If you are really in need of admission the hospital will move mountains to get you in. Now the phrase “really in need” tends to be interpreted differently. I’m using it here to mean medical seriousness and urgency. You may need a biopsy, but the person whose appendix is about to burst is in greater need. Normally, planned admissions, whilst needed are rarely as urgent as unplanned ones. As to the efforts a hospital will go to when they feel you really need to be admitted right now – here’s an example from my personal experience. In July I arrived at a hospital A&E by ambulance. They decided that I needed to be admitted but there was no space immediately available on their cardiac ward. They ended up moving patients to other hospitals across town, and at one point were considering whether they could break their single sex ward policy to find me a bed (they decided they couldn’t). It took a long time and I had a bit of a wait (Rule #3) but I was found a place.

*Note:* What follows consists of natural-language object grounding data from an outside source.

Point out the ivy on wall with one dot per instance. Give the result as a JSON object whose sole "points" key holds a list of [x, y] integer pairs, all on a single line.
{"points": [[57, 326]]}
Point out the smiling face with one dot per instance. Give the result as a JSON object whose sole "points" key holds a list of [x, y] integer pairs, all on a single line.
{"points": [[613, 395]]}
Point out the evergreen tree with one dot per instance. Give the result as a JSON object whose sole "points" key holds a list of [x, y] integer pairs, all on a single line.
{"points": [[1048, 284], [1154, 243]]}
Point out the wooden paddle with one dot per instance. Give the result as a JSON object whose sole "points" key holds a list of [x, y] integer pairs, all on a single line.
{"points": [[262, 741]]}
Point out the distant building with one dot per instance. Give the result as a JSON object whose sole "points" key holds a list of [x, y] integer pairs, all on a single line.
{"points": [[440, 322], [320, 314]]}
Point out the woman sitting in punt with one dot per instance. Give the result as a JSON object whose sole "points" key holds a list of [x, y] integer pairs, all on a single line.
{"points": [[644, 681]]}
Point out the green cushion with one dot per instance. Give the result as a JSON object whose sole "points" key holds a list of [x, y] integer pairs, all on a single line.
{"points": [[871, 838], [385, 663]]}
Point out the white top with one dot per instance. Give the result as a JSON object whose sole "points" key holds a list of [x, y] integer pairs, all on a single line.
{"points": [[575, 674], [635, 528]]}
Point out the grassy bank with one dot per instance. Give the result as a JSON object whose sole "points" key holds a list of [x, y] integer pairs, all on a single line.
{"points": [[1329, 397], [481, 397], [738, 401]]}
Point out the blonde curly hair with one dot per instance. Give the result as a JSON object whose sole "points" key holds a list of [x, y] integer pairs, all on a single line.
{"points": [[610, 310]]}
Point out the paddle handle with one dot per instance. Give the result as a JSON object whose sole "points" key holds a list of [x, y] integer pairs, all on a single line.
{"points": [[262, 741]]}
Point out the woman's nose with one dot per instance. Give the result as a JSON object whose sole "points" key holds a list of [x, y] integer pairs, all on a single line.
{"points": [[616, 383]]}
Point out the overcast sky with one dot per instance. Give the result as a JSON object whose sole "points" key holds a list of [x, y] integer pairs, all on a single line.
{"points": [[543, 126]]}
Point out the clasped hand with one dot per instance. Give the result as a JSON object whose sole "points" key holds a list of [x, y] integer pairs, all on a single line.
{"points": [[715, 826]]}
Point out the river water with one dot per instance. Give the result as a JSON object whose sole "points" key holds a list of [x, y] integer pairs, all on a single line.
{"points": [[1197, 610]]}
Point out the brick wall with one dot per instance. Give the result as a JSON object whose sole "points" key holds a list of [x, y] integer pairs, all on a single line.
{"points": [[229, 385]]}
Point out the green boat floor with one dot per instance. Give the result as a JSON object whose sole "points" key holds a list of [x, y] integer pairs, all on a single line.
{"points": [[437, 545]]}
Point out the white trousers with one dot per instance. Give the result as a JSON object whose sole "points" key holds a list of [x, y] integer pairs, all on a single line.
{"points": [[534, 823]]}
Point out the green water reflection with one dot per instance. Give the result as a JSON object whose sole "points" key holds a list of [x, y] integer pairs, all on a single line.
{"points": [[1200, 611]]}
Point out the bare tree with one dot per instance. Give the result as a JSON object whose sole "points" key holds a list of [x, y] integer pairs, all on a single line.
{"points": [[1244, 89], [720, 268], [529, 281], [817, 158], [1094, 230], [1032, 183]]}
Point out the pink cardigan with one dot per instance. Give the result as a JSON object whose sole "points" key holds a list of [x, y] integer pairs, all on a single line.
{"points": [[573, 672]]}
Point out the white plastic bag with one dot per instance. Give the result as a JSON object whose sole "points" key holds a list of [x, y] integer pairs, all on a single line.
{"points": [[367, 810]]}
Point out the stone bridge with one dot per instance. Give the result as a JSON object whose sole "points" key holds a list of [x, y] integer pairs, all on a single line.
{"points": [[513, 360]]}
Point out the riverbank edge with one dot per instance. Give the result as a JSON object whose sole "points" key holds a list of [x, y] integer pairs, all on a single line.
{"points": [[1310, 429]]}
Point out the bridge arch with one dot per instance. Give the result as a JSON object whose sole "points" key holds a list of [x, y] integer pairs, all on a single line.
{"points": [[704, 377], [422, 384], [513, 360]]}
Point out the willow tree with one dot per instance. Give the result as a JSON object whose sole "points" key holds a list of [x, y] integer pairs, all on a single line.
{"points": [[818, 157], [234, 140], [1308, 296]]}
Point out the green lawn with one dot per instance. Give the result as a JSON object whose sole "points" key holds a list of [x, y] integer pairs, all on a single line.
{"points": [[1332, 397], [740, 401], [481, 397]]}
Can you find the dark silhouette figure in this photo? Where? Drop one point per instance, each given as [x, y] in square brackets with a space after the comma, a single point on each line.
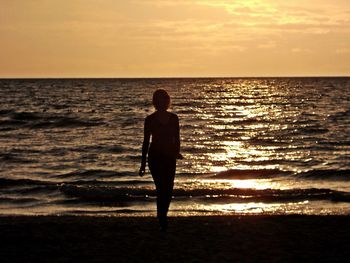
[163, 126]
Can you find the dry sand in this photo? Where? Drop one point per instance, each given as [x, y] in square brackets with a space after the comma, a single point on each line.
[189, 239]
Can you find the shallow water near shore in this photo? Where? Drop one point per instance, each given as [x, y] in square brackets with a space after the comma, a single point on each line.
[251, 146]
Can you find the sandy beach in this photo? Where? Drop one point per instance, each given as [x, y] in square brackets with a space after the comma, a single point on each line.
[189, 239]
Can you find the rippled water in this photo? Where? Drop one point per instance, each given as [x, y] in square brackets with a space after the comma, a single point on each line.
[272, 145]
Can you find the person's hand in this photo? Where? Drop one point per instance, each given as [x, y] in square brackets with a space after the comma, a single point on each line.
[142, 170]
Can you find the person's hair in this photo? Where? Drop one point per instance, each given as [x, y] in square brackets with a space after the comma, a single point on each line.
[161, 99]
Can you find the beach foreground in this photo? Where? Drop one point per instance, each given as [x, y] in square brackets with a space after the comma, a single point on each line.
[292, 238]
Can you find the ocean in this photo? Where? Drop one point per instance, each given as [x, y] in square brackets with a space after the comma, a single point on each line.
[250, 146]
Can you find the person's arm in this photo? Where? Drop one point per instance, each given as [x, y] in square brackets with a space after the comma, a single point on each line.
[145, 145]
[177, 139]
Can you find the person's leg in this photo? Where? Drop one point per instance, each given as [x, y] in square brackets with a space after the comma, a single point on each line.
[154, 165]
[163, 173]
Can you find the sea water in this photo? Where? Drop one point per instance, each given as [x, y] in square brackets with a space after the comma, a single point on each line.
[250, 146]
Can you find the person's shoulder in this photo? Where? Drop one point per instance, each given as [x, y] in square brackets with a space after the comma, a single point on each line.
[149, 117]
[174, 116]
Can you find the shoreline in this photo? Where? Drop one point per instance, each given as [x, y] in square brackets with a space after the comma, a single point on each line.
[248, 238]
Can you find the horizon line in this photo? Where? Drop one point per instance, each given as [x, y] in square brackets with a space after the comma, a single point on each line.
[183, 77]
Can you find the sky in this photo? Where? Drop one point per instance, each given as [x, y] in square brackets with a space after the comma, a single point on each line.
[174, 38]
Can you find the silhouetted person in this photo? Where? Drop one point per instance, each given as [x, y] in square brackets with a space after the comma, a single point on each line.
[163, 126]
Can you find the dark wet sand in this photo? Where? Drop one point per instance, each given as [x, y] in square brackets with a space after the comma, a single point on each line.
[189, 239]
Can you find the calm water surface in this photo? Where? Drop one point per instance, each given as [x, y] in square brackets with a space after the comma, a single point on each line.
[272, 146]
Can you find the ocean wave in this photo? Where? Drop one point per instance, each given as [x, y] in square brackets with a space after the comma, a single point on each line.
[94, 174]
[338, 175]
[38, 120]
[132, 194]
[250, 174]
[21, 182]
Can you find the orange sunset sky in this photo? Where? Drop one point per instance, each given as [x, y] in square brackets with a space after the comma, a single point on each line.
[169, 38]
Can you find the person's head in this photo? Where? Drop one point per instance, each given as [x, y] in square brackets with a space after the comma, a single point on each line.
[161, 99]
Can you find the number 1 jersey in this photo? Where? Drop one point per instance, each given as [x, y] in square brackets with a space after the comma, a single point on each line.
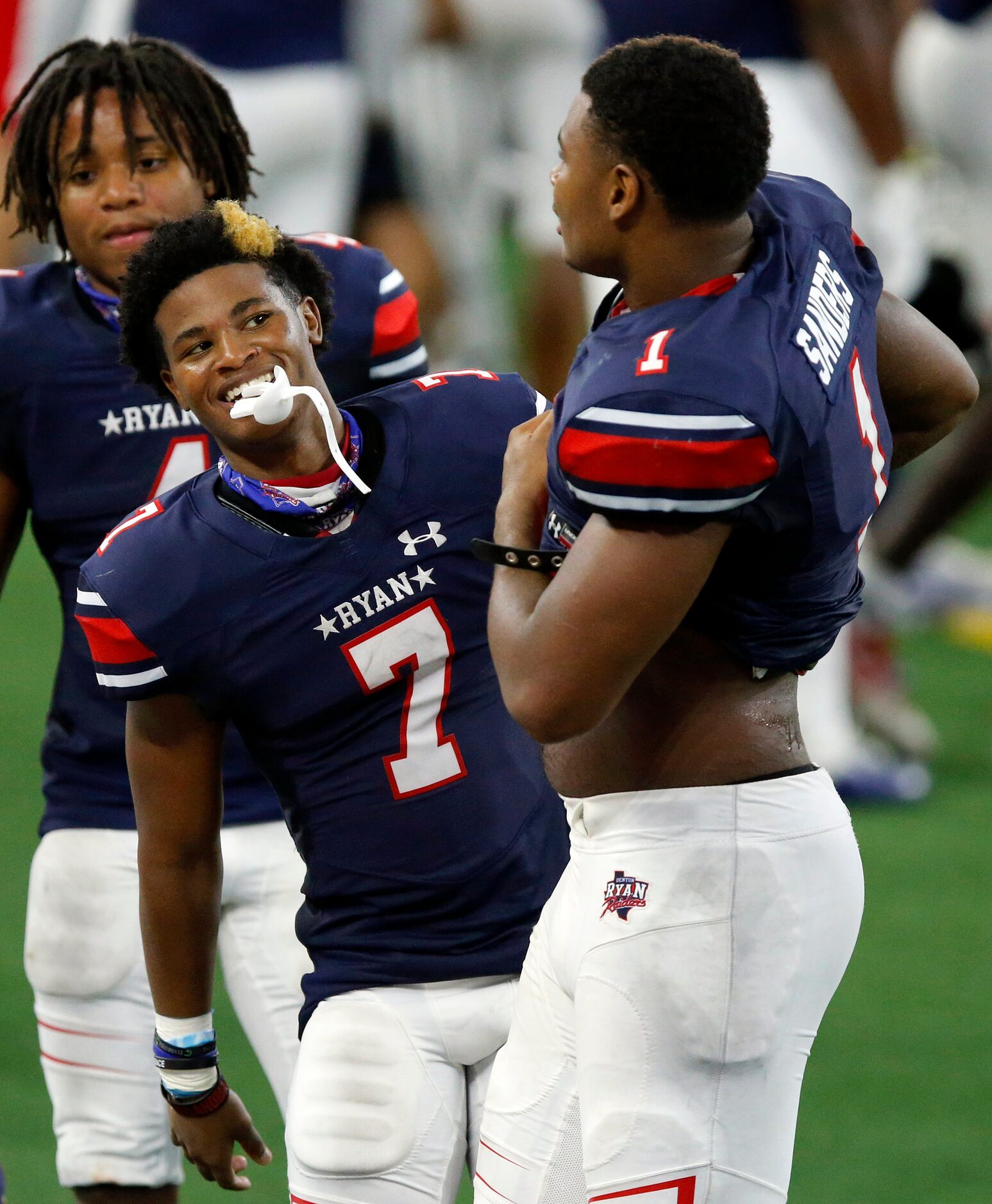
[358, 672]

It’s entirely possible that in trying to find a bed for me someone, else’s planned admission may have been postponed for a while. I’ve been on both sides of this situation so I try never to get upset if a planned admission must be postponed – generally I’m just grateful that this time, I’m well enough to be “bumped”!
Daycase admissions are trips that require the facilities of a ward and possibly surgical theatre, but are for minor procedures that don’t necessitate an overnight stay. I have little experience of them as the complexity of my condition tends to lead to caution on the part of doctors, and an inpatient stay!